Krässinghof (Name Krähschink – Schenkel wie eine Krähe = x-beinig); Wachabauer (zu Wächer = jemand, der viel auf schöne Kleidung hält)

Feld-Lipp bzw. Bach-Lipp (Vorname Philipp); Geberthof (Vorname Gebhard); Kruntnalipü (Familienname Grundner und Vorname Philipp), Hansmichl, Hanipoldl (Vornamen Johann und Leopold); Hieselbauer (Vorname Matthias); Riegelgreier (Vorname Gregor); Jockl am Eck (Vorname Jakob); Glöckl auf der Haid (Vorname Georg)

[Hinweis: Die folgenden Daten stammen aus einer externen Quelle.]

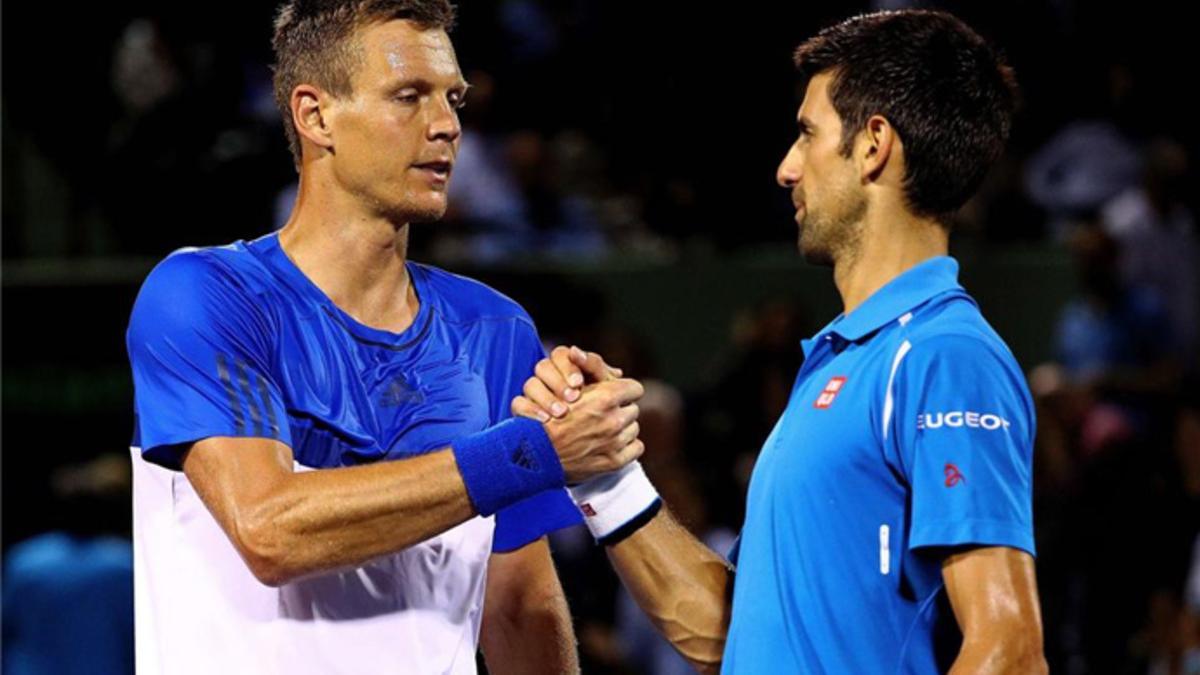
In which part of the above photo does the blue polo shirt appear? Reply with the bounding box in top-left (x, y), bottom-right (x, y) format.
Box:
top-left (724, 257), bottom-right (1034, 674)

Des weiteren entstanden Hofnamen aus den Familiennamen des Besitzers oder den Übernamen des Besitzes, z.B. Krähschink-Schenkel wie eine Krähe, x-beinig, Wachabauer - zu Wächer, jemand, der viel auf schöne Kleidung hält, oder den Vornamen des Besitzers, z.B.: Feld-Lipp bzw. Bach-Lipp (Vorname Philipp), Geberthof (Vorname Gebhard), Hieselbauer (Vorname Matthias), Riegelgreier (Vorname Gregor), Glöckl auf der Haid (Vorname Georg).
Schafferbauer (zu schaffaere = Aufseher, Verwalter); Schuster; Hannisl-Zimmermann; Kramer (Kaufhaus seit 1850); Krechzenbauer (Krechzen = geflochtener Korb > Korbflechter?) Auch der Beruf des Besitzes spielte bei der Findung des Hofnamens eine Rolle, z.B. Schafferbauer (zu schaffaere = Aufseher, Verwalter), Schuster, Kramer, Krechzenbauer (Krechzen = geflochtenerKorb > Korbflechter).
Schmalzpatriz (Schmalz = ergiebig, wohlhabend); Schöngrundner (schöner = fruchtbarer Grund); Elmbauer (von Ellend = unfruchtbare Felder); Stadelbauer (Hof mit besonders großem Stadel); Thurmhof "Hof mit oder bei einem alten Wehrturm"; Steinkellerhof (Haus mit gemauertem Keller) Neben den Eigenschaften des Hofes spielten manches Mal auch bauliche Besonderheiten mit, z.B. Schmalzpatriz (Schmalz = ergiebig, wohlhabend), Schöngrundner (schöner = fruchtbarer Grund), Oedhof oder Elmbauer (von Ellend = unfruchtbare Felder), Stadlbauer (Hof mit besonders großem Stadl), Thurmhof (Hof mit einem alten Wehrturm), Steinkellerhof (Haus mit gemauertem Keller).

Fragen

Auf Facebook habe ich dazu mehrere Nachfragen bekommen, die ich gerne auch hier beantworten will:
  • "erreicht Dein Text überhaupt die Werkhöhe?" Ja.
  • "zufällig wortgleich": Es besteht keine Möglichkeit, dass wir zufällig denselben Text geschrieben haben. Nehmen wir einmal die Beispiele für Hofnamen: die sind alle aus der Buckligen Welt und von mir aufwendig zusammengesucht. Dass ein oberösterreichisches Projekt zufällig dieselben Beispiele in derselben Reihenfolge findet, ist doch sehr unwahrscheinlich.
  • "die haben Dich halt zitiert": Eine 95%ige Übernahme _ohne Quellenangabe_ ist nach keiner Definition, die ich kenne, ein Zitat. Außerdem: Selbst Dinge, die vielleicht urheberrechtlich okay sind, können der wissenschaftlichen Ethik widersprechen.
  • "freie Lizenz": Ich stelle fast alle meine Texte unter eine CC-BY-Lizenz. Das ist bei dieser Seminararbeit allerdings nicht der Fall, wie ich überprüft habe. Und selbst wenn ich das getan hätte, fehlt das "BY".

Resümee

Hätten die gefragt, hätte ich auf alle Fälle der Verwendung zugestimmt (ich freue mich, wenn die Arbeit Verwendung findet) und sogar auf Wunsch gerne einen an Oberösterreich angepassten Text geschrieben. Aber diese Vorgangsweise geht gar nicht. Jedenfalls möchte ich die Seite http://library-mistress.net/hofnamen weiter ausbauen. Ich bekomme immer wieder Anfragen dazu - das ist vielleicht meine am meisten beachtete wissenschaftliche Arbeit (zumindest außerhalb eines Fachpublikums) :-)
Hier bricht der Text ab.